Mensagem numa garrafa
A exposição que Portugal leva a Bogotá é um somatório de mostras já expostas noutros locais e conteúdos criados de propósito para a FILbo. Há um espaço com fotografias de locais emblemáticos em Portugal chamado “Portugal se presenta”. Ao lado, o público infanto-juvenil é rei: a partir do traço dos livros do ilustrador André Letria, que criou a Pato Lógico, os mais novos podem descobrir as ligações ancestrais e actuais de Portugal ao mar. Além das figuras e dos pedaços de histórias, é possível escrever uma mensagem para colocar dentro de uma garrafa, sentir as texturas marinhas e marítimas – há uma grande caixa que devia ser de areia do mar, mas tem antes uma areia amarela -, ou ouvir os sons do mar, entre outras actividades. Afonso Cruz tem algumas dúvidas sobre a teoria de que é de pequeno que se forma o hábito de leitura. É um pai menos exigente nessa matéria: prefere acreditar que se as crianças tiverem livre acesso (em vez de obrigatório) aos livros isso fomenta a sua vontade de ler.

A seguir, o local de eleição de Afonso Cruz: “Como las cerezas” é uma mostra de 25 ilustradores já exibida em Bolonha no ano passado. “Vivemos um momento muito especial para a ilustração portuguesa”, diz o autor, acrescentando que hoje se consegue fazer um “trabalho alternativo e vender”. Foram quebradas regras formais – “dizia-se que não se podia fazer uma capa totalmente preta” – que exponenciaram a criação e a diversidade.
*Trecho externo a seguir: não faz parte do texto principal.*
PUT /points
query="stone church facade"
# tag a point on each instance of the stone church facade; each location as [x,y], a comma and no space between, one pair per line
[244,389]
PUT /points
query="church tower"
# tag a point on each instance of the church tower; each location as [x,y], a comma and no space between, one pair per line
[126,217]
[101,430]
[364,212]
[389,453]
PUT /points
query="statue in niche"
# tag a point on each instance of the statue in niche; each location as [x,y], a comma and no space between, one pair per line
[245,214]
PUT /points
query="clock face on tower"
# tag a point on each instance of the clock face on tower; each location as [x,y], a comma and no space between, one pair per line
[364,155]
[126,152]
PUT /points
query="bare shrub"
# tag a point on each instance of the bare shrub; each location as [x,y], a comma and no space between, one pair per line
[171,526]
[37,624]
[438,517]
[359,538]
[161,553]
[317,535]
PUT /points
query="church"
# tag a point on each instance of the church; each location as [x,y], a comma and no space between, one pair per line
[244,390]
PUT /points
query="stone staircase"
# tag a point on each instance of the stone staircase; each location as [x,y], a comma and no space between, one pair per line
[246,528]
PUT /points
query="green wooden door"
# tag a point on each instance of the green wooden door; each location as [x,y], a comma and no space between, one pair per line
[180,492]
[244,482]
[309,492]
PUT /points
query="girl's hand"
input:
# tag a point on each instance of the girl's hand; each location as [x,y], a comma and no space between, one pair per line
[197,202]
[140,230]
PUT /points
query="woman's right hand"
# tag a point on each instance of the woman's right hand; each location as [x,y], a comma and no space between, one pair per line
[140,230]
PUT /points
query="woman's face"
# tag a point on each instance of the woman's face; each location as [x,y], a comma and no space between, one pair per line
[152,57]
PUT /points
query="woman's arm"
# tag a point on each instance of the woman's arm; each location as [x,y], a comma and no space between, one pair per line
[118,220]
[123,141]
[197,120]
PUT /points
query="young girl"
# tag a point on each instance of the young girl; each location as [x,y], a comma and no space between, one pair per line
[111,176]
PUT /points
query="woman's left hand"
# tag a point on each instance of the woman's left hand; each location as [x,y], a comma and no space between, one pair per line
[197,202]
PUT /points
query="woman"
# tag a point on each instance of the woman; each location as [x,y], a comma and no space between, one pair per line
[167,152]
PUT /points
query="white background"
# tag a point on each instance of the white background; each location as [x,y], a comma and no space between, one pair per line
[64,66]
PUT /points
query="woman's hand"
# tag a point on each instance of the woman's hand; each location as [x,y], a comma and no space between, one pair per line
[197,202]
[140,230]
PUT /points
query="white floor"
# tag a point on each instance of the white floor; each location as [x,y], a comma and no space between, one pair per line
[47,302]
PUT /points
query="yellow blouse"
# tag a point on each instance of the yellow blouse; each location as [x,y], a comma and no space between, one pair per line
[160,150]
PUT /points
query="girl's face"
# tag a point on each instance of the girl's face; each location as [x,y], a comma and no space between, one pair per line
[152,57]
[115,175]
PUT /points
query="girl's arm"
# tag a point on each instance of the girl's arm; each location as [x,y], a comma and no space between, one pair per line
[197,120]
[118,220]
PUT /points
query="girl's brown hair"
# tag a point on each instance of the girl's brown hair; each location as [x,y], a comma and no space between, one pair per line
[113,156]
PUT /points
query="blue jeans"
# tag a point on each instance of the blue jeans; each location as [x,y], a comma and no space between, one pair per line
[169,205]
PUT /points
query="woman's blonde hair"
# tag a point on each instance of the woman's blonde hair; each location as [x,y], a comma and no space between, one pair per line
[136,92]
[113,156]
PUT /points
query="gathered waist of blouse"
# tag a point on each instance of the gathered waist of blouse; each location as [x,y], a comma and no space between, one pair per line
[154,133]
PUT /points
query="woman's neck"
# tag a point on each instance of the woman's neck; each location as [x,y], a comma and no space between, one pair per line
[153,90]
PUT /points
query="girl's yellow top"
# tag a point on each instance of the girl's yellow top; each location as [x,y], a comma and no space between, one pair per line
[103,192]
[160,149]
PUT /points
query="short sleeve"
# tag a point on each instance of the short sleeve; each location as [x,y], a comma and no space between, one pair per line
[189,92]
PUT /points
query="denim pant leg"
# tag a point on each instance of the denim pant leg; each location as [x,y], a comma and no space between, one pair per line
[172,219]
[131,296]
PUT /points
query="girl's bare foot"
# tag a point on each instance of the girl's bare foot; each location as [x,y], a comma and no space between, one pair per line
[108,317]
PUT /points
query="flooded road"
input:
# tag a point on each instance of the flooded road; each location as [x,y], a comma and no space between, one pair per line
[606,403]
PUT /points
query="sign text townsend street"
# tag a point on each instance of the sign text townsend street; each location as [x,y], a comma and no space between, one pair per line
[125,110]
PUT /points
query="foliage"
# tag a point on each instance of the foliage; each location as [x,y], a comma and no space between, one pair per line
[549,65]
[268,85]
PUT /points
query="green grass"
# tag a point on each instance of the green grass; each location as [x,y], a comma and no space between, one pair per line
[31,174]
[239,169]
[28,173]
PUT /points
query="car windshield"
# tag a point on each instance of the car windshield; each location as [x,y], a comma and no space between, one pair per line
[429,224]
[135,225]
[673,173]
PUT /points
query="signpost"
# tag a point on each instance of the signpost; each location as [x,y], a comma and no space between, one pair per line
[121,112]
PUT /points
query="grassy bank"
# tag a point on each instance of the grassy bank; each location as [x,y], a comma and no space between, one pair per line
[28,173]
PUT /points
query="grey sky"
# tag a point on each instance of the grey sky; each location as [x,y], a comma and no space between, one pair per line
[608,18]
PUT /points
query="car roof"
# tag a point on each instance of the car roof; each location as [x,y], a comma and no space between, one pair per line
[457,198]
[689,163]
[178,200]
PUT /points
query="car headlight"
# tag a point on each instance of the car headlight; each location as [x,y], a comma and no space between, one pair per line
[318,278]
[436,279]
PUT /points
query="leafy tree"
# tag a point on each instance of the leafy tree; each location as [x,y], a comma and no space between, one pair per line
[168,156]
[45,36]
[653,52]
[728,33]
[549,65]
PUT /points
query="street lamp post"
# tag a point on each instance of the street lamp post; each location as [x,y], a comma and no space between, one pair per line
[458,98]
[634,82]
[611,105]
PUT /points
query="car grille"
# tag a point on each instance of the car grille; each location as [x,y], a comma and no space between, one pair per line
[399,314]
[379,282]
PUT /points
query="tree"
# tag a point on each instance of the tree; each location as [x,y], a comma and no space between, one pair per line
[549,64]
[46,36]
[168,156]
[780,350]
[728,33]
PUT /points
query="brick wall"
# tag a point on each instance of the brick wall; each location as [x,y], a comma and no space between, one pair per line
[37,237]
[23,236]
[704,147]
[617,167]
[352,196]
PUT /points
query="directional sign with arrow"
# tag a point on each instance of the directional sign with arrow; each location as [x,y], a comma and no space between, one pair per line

Afonso Cruz estabelece um paralelo com o nobel de Saramago: “Nessa altura apareceram muitos novos escritores porque passámos a acreditar que podíamos ser uma país de romancistas. Houve mais editoras a apostar e novos talentos a escrever.”

No espaço Lisbon Ground, a arquitectura lisboeta toma o palco pelo risco e a voz de 22 arquitectos como Souto Moura, Siza Vieira, Manuel Salgado, Manuel Graça Dias, ou João Gomes da Silva. Ao lado, na cafetaria servem-se sabores portugueses, como os pastéis de Belém que o ministro Paulo Portas queria que o Presidente colombiano provasse.

A última paragem é na biblioteca/livraria, com cerca de 30 mil livros. Houve mesmo 32 obras traduzidas de propósito para o evento. Quando se lhe pede uma curta lista de autores essenciais portugueses para dar a um leitor colombiano, Afonso Cruz não pára de acrescentar nomes à medida que vai  andando entre as estantes. A organização do pavilhão espera que assim seja.